Siete mil cabezas de ganado se mudan a los puertos de Sejos donde pastarán libremente todo el verano
- Proceden de los valles bajos de la Mancomunidad de Campoo-Cabuérniga, en Cantabria
- Los ganaderos aprovechan la muda para hacer el mantenimiento de sus explotaciones
‘La muda’ es una tradición ancestral que va cambiando de forma pero mantiene su esencia. Los ganaderos de la Mancomunidad Campoo-Los Valles (Ruente, Cabuérniga, Los Tojos y Campoo de Suso) comparten el aprovechamiento de 7000 hectáreas de pasto de alta montaña, en un modelo histórico de gestión compartida que data de 1497.
Tradicionalmente, cada 16 de junio, coincidiendo con el inicio del verano, los ganaderos de los valles bajos suben a los animales a los puertos de Sejos, a unos 1500 metros de altitud, donde pastan libremente todo el verano, hasta su regreso en otoño.

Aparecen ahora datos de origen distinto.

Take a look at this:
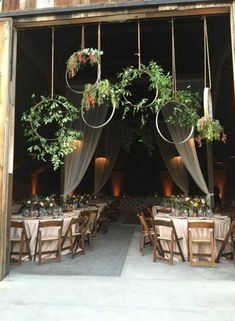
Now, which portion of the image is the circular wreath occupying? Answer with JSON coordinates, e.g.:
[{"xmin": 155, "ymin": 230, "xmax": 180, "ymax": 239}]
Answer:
[
  {"xmin": 81, "ymin": 79, "xmax": 118, "ymax": 128},
  {"xmin": 116, "ymin": 61, "xmax": 171, "ymax": 118},
  {"xmin": 21, "ymin": 96, "xmax": 82, "ymax": 170},
  {"xmin": 155, "ymin": 100, "xmax": 194, "ymax": 145},
  {"xmin": 195, "ymin": 116, "xmax": 227, "ymax": 146}
]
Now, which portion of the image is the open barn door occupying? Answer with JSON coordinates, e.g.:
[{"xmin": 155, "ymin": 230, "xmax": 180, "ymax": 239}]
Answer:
[{"xmin": 0, "ymin": 19, "xmax": 15, "ymax": 280}]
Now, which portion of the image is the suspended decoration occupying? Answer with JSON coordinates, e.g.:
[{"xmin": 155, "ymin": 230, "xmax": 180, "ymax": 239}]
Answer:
[
  {"xmin": 195, "ymin": 17, "xmax": 227, "ymax": 147},
  {"xmin": 65, "ymin": 26, "xmax": 103, "ymax": 94},
  {"xmin": 156, "ymin": 19, "xmax": 200, "ymax": 144},
  {"xmin": 81, "ymin": 24, "xmax": 118, "ymax": 128},
  {"xmin": 117, "ymin": 21, "xmax": 160, "ymax": 118},
  {"xmin": 21, "ymin": 28, "xmax": 82, "ymax": 170}
]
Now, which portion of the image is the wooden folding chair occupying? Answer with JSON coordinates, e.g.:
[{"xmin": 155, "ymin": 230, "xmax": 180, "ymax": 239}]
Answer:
[
  {"xmin": 61, "ymin": 212, "xmax": 89, "ymax": 258},
  {"xmin": 215, "ymin": 221, "xmax": 235, "ymax": 264},
  {"xmin": 10, "ymin": 221, "xmax": 32, "ymax": 265},
  {"xmin": 34, "ymin": 220, "xmax": 63, "ymax": 264},
  {"xmin": 84, "ymin": 209, "xmax": 99, "ymax": 247},
  {"xmin": 137, "ymin": 212, "xmax": 162, "ymax": 255},
  {"xmin": 152, "ymin": 219, "xmax": 185, "ymax": 265},
  {"xmin": 188, "ymin": 221, "xmax": 215, "ymax": 267}
]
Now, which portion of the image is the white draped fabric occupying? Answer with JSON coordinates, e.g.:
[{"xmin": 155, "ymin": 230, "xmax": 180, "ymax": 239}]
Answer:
[
  {"xmin": 157, "ymin": 136, "xmax": 188, "ymax": 195},
  {"xmin": 95, "ymin": 125, "xmax": 121, "ymax": 193},
  {"xmin": 162, "ymin": 108, "xmax": 209, "ymax": 196},
  {"xmin": 63, "ymin": 94, "xmax": 108, "ymax": 198}
]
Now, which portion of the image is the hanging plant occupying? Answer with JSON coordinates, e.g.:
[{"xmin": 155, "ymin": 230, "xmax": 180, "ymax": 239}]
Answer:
[
  {"xmin": 21, "ymin": 96, "xmax": 82, "ymax": 170},
  {"xmin": 82, "ymin": 79, "xmax": 118, "ymax": 110},
  {"xmin": 195, "ymin": 116, "xmax": 227, "ymax": 146},
  {"xmin": 81, "ymin": 79, "xmax": 118, "ymax": 128},
  {"xmin": 116, "ymin": 61, "xmax": 171, "ymax": 118},
  {"xmin": 66, "ymin": 48, "xmax": 103, "ymax": 78},
  {"xmin": 163, "ymin": 90, "xmax": 201, "ymax": 128}
]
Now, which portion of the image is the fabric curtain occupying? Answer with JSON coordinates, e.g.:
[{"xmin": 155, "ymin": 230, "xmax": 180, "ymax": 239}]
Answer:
[
  {"xmin": 162, "ymin": 108, "xmax": 210, "ymax": 196},
  {"xmin": 95, "ymin": 125, "xmax": 121, "ymax": 193},
  {"xmin": 157, "ymin": 136, "xmax": 188, "ymax": 195},
  {"xmin": 63, "ymin": 93, "xmax": 108, "ymax": 198}
]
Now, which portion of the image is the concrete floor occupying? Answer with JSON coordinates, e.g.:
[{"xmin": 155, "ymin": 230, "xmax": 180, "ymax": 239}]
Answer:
[{"xmin": 0, "ymin": 225, "xmax": 235, "ymax": 321}]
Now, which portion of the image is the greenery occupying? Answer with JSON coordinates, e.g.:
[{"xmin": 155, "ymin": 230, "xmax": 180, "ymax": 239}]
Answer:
[
  {"xmin": 116, "ymin": 61, "xmax": 200, "ymax": 127},
  {"xmin": 82, "ymin": 79, "xmax": 118, "ymax": 110},
  {"xmin": 66, "ymin": 48, "xmax": 103, "ymax": 78},
  {"xmin": 166, "ymin": 90, "xmax": 200, "ymax": 127},
  {"xmin": 116, "ymin": 61, "xmax": 171, "ymax": 118},
  {"xmin": 21, "ymin": 96, "xmax": 82, "ymax": 170},
  {"xmin": 196, "ymin": 116, "xmax": 226, "ymax": 146}
]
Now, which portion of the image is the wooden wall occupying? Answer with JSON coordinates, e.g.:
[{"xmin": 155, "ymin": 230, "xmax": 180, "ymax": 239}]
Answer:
[
  {"xmin": 0, "ymin": 0, "xmax": 129, "ymax": 12},
  {"xmin": 0, "ymin": 0, "xmax": 232, "ymax": 12}
]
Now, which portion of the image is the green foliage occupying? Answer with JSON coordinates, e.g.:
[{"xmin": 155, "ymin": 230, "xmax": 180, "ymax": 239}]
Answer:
[
  {"xmin": 196, "ymin": 116, "xmax": 226, "ymax": 146},
  {"xmin": 116, "ymin": 61, "xmax": 199, "ymax": 127},
  {"xmin": 66, "ymin": 48, "xmax": 103, "ymax": 78},
  {"xmin": 21, "ymin": 96, "xmax": 82, "ymax": 170},
  {"xmin": 115, "ymin": 62, "xmax": 171, "ymax": 121},
  {"xmin": 82, "ymin": 79, "xmax": 118, "ymax": 110}
]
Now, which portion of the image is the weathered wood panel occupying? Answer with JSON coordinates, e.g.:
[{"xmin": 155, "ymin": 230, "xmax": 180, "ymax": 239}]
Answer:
[
  {"xmin": 0, "ymin": 19, "xmax": 12, "ymax": 280},
  {"xmin": 0, "ymin": 0, "xmax": 230, "ymax": 12},
  {"xmin": 2, "ymin": 0, "xmax": 19, "ymax": 11}
]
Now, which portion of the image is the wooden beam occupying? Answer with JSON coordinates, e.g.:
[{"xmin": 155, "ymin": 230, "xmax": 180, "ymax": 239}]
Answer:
[{"xmin": 0, "ymin": 19, "xmax": 12, "ymax": 280}]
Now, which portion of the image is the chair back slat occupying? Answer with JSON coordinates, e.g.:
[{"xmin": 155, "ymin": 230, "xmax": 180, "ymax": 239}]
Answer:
[
  {"xmin": 38, "ymin": 220, "xmax": 63, "ymax": 228},
  {"xmin": 188, "ymin": 220, "xmax": 214, "ymax": 229}
]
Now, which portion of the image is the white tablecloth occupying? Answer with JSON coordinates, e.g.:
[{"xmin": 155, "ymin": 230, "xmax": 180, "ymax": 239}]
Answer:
[{"xmin": 153, "ymin": 207, "xmax": 230, "ymax": 260}]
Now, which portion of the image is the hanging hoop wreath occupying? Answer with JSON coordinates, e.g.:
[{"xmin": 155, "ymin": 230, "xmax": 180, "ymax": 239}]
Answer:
[
  {"xmin": 156, "ymin": 101, "xmax": 194, "ymax": 145},
  {"xmin": 81, "ymin": 79, "xmax": 118, "ymax": 128},
  {"xmin": 117, "ymin": 62, "xmax": 161, "ymax": 116},
  {"xmin": 21, "ymin": 96, "xmax": 82, "ymax": 170},
  {"xmin": 65, "ymin": 48, "xmax": 103, "ymax": 94}
]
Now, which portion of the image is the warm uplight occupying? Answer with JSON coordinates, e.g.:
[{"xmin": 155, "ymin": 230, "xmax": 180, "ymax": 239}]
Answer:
[
  {"xmin": 31, "ymin": 172, "xmax": 38, "ymax": 195},
  {"xmin": 214, "ymin": 169, "xmax": 226, "ymax": 199},
  {"xmin": 110, "ymin": 171, "xmax": 124, "ymax": 197},
  {"xmin": 95, "ymin": 157, "xmax": 108, "ymax": 168},
  {"xmin": 172, "ymin": 156, "xmax": 182, "ymax": 164},
  {"xmin": 162, "ymin": 171, "xmax": 173, "ymax": 197},
  {"xmin": 74, "ymin": 139, "xmax": 82, "ymax": 150}
]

Este año, cayó en martes, así que los vecinos comenzaron el ascenso el fin de semana anterior. Hay quien sube a los animales en transporte, "ya no es como antes" dice apenado Adrián Vega, un estudiante de Veterinaria, hijo de ganadero, para quien esta tradición "supone arraigo a la tierra".
Ernesto San Juan recuerda que tenía 9 años la primera vez que subió con el ganado a Sejos, acompañaba a su padre, y hasta hoy sólo ha faltado a 'la muda' el año que prestó el servicio militar. Afirma orgulloso que sus tres nietos siguen la tradición. A su lado, en el poyete de su cabaña de pastor, se sienta el mayor de sus nietos, Carlos Rebanal. Explica que él no ha faltado a la muda desde que tenía tres meses y que seguirá celebrando esa tradición mientras pueda. Ayer vino de Lugo, donde estudia Veterinaria y hoy ha madrugado para subir el ganado a Sejos. "Luego vendrá mi madre con la comida, siempre celebramos este día" nos cuenta mientras a lo lejos se acerca un grupo de niños provistos de varas, "son mis primos con mi hermana".
Ernesto y su nieto Carlos en su cabaña de Sejos. RTVE Cantabria RTVE Cantabria
'La muda' es un ancestral modelo de trashumancia interna por la que el ganado de los cuatro pueblos de la Mancomunidad Campoo-Cabuérniga comparte el nutritivo pasto de alta montaña que crece en los puertos de Sejos. César Fernández, Agente del Medio Natural, asegura que una sola hierba de la pradera de Sejos equivale en valor nutricional a una palada de hierba de la explotación en la que vive el ganado el resto del año. Tampoco es muy científico, pero igual de elocuente lo que explica Ernesto sobre el pasto: "no sé que tendrá pero estén donde estén las vacas, a medida que se acerca el 16 de junio, las vacas arrancan solas hacia el puerto".
En otoño vuelven a casa
Mientras los animales disfrutan del verano pastando libremente por los seles de Sejos, los ganaderos siguen trabajando, meten la hierba en las cuadras y preparan la explotación para que todo este listo cuando, en otoño, el ganado regrese. Para octubre, si la nieve no se adelanta, los animales vuelven a casa.
La presencia del ganado en el puerto se convierte en un mecanismo de prevención de incendios natural, uno de los peligros que siempre acecha, aunque el más temido por los ganaderos es el lobo. La Presidenta de la Mancomunidad Campoo-Cabuérniga, Belén Ceballos, explica que en primavera los lobos han estado en los montes bajos que es donde estaba el ganado y ahora que los animales suben, el lobo también subirá. El ganadero teme sobre todo por los jatos y por los terneros y es que, según Ceballos, para los chiquitines "está peligroso".